Liputanbojonegoro.com, Bojonegoro – Belajar sejarah tidak lagi identik dengan suasana kaku dan membosankan. Museum Rajekwesi, yang terletak di Jalan Pahlawan—tepat di sebelah selatan Alun-Alun Bojonegoro—kini menjadi destinasi favorit masyarakat untuk berwisata edukasi secara cuma-cuma alias gratis.
Museum ini menawarkan pengalaman unik di mana pengunjung dapat merasakan denyut peradaban Bojonegoro, mulai dari zaman prasejarah hingga masa kesenian modern.
Setibanya di lokasi, pengunjung disambut oleh ikon transportasi masa lalu berupa andong yang terparkir di depan pintu masuk. Sebelum memulai jelajah sejarah, pengunjung diwajibkan melakukan registrasi dan mengikuti akun media sosial resmi museum sebagai bagian dari kampanye digital pelestarian budaya.
“Kunjungannya sangat tertata. Ada petugas yang mengarahkan alur perjalanan kita dari satu ruangan ke ruangan lain, jadi informasi yang didapat runtut,” ujar salah satu pengunjung.

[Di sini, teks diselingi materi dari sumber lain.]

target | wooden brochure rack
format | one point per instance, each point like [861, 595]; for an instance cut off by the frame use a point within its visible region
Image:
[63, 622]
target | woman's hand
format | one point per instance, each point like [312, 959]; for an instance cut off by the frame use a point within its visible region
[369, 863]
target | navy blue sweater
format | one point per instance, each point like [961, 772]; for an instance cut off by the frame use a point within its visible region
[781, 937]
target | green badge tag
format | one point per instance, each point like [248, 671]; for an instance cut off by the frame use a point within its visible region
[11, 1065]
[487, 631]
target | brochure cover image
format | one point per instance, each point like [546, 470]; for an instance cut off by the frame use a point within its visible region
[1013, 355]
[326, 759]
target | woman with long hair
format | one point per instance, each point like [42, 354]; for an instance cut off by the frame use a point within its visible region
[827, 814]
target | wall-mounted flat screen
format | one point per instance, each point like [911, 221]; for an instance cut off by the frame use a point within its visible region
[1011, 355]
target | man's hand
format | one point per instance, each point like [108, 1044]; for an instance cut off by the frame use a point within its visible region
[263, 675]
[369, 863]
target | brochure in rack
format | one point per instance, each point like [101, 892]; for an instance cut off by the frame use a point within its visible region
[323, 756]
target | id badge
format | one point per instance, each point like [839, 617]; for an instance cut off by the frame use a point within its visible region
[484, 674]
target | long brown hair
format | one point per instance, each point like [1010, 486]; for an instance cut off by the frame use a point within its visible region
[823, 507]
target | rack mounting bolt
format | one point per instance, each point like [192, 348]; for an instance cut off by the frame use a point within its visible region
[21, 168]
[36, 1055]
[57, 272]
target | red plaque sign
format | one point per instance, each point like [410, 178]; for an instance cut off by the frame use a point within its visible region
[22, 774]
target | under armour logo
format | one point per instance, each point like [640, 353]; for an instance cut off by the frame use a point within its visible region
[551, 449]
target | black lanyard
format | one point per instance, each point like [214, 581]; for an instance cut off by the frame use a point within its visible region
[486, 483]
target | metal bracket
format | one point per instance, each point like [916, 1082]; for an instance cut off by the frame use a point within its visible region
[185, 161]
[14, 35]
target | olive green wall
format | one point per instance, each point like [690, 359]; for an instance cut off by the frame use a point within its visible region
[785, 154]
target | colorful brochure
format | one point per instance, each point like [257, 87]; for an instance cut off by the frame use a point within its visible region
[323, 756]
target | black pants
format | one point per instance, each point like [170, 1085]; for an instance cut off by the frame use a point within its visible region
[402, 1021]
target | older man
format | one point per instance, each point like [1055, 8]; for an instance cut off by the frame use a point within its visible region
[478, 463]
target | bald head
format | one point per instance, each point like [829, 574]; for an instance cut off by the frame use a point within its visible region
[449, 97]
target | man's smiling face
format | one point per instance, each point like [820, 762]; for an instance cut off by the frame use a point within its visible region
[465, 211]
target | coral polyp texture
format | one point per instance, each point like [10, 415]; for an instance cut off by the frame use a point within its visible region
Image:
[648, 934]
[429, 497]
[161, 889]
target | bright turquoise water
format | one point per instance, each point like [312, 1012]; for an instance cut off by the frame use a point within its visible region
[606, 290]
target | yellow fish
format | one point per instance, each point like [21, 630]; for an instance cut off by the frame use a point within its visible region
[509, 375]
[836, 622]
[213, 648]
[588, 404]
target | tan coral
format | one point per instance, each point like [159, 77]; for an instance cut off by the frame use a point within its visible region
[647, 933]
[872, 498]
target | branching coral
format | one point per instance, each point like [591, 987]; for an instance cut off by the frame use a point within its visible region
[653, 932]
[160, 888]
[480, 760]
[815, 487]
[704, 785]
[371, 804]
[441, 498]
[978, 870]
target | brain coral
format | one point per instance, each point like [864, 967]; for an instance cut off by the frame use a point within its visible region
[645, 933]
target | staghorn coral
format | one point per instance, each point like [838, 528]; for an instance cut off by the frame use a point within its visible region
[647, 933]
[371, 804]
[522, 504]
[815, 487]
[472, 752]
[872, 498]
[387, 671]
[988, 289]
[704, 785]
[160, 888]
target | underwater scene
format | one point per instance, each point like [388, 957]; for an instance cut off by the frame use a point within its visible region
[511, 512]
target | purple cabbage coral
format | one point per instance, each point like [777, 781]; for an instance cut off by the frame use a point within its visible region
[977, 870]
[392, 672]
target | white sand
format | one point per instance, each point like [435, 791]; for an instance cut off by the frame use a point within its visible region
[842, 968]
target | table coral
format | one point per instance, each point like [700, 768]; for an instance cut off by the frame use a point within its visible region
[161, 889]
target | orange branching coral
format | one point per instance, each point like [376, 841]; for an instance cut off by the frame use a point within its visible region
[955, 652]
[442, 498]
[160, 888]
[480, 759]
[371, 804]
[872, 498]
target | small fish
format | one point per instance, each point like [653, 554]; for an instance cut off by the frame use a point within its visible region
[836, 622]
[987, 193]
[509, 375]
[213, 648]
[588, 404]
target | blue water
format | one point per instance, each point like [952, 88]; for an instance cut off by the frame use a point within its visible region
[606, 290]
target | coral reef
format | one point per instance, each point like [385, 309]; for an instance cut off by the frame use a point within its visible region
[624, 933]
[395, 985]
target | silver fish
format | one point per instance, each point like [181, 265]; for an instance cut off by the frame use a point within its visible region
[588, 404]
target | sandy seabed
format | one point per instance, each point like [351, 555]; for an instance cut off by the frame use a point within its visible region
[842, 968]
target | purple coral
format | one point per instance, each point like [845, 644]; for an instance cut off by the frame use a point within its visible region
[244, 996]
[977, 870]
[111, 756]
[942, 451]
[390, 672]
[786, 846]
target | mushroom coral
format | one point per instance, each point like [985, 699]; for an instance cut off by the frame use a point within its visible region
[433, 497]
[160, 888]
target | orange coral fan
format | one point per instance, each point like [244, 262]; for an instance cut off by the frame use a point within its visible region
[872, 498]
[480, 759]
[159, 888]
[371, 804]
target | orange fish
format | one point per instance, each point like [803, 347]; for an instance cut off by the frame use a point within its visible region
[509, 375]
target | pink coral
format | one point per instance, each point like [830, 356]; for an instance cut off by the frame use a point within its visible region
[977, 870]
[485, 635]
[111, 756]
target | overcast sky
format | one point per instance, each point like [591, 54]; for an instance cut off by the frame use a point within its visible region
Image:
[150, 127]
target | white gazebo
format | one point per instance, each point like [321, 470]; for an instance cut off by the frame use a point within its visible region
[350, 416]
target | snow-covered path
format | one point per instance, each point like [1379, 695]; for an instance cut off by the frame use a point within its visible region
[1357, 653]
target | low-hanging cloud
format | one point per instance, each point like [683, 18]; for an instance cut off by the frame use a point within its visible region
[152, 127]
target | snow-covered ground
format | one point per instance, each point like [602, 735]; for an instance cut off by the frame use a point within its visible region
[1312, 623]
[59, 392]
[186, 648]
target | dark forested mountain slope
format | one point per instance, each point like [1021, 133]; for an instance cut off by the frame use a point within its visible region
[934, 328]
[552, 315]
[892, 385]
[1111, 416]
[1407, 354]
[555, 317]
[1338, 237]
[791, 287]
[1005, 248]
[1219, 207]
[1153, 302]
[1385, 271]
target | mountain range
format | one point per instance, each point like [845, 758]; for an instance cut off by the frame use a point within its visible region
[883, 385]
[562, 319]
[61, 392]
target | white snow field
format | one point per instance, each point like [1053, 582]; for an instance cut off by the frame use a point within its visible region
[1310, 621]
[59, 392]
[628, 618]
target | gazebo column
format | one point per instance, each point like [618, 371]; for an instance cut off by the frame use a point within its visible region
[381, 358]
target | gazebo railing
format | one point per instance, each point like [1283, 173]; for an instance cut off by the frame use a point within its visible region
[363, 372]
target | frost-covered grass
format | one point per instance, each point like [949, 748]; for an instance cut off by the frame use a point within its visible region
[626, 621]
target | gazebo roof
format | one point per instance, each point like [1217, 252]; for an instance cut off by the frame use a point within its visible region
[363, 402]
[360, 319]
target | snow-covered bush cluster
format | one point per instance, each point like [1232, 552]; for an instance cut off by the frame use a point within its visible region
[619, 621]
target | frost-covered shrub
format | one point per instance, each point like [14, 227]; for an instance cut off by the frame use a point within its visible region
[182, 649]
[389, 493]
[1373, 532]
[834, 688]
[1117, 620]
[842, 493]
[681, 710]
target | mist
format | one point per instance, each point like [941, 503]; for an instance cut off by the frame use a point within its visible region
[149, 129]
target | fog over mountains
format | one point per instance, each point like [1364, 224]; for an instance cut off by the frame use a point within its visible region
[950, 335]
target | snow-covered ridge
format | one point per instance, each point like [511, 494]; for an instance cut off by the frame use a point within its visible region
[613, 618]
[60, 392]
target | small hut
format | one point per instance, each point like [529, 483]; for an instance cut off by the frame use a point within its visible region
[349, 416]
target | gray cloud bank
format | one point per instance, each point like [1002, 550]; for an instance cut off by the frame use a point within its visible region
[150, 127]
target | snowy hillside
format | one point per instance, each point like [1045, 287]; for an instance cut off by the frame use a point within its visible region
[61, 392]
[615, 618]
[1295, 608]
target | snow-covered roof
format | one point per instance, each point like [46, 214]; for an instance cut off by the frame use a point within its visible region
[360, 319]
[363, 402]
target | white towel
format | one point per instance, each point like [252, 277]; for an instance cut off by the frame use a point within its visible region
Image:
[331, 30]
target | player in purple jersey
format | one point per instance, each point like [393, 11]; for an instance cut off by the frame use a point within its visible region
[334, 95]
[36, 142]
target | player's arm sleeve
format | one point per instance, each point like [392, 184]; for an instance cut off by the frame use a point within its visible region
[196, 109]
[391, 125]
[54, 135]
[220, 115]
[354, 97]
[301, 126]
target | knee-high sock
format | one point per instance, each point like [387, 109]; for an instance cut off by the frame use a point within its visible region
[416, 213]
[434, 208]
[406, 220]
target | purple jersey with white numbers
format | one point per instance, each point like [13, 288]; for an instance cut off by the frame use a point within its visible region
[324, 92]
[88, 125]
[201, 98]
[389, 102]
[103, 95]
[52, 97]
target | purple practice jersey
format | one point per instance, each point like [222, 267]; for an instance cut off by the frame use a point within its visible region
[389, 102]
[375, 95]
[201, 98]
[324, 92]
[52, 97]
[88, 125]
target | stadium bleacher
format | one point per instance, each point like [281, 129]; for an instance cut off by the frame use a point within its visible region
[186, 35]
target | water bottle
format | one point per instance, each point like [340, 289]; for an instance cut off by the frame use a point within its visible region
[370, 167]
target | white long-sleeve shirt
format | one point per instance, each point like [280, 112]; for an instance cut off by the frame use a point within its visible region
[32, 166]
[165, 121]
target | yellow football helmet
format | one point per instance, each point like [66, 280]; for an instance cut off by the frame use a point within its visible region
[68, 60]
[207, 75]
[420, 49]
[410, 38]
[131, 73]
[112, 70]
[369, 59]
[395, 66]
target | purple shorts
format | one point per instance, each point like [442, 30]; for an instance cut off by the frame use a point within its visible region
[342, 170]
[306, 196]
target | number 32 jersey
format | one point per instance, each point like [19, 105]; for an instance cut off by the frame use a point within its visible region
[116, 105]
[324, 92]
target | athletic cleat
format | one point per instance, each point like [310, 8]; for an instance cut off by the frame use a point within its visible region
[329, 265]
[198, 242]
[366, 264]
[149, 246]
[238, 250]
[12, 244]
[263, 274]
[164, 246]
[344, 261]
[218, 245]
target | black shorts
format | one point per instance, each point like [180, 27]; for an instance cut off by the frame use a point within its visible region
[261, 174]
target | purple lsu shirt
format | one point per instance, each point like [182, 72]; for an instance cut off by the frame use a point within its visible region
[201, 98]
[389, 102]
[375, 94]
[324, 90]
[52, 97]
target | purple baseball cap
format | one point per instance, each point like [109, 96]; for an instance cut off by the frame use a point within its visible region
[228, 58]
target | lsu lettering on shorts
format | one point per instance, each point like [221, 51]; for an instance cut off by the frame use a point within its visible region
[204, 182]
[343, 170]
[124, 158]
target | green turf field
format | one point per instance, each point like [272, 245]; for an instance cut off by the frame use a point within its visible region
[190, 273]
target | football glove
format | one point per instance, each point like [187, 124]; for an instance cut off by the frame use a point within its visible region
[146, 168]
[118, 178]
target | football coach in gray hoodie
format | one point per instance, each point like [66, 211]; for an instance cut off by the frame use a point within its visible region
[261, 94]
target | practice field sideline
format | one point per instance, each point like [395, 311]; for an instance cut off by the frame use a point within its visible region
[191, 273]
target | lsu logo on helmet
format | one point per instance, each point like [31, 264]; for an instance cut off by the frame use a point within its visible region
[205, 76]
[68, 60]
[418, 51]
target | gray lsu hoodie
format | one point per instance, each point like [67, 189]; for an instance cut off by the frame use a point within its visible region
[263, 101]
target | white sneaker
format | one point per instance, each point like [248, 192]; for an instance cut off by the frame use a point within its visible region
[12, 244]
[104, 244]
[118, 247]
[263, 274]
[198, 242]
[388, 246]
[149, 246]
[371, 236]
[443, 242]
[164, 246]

Petualangan dimulai di Ruang 1 (Masa Prasejarah). Di sini, fosil-fosil purba seperti tengkorak kuda nil, tanduk rusa, hingga gigi hiu dipamerkan dalam etalase kaca bening yang informatif. Bukti bahwa Bojonegoro dahulunya merupakan wilayah perairan dan daratan yang kaya akan fauna purba tersaji jelas di sini.
Melangkah ke Ruang 2 (Masa Hindu-Buddha), suasana berubah menjadi lebih sakral dengan deretan arca Dewa Siwa, Ganesha, dan berbagai artefak gerabah kuno. Koleksi ini membuktikan bahwa wilayah Bojonegoro memiliki peran penting dalam jaringan perdagangan global di masa lampau.
Memasuki Ruang Etnografi, pengunjung disuguhi pemandangan lesung padi panjang yang melambangkan akar agraris masyarakat setempat. Tidak hanya alat tani, berbagai senjata tradisional dan alat musik juga menghiasi ruangan ini.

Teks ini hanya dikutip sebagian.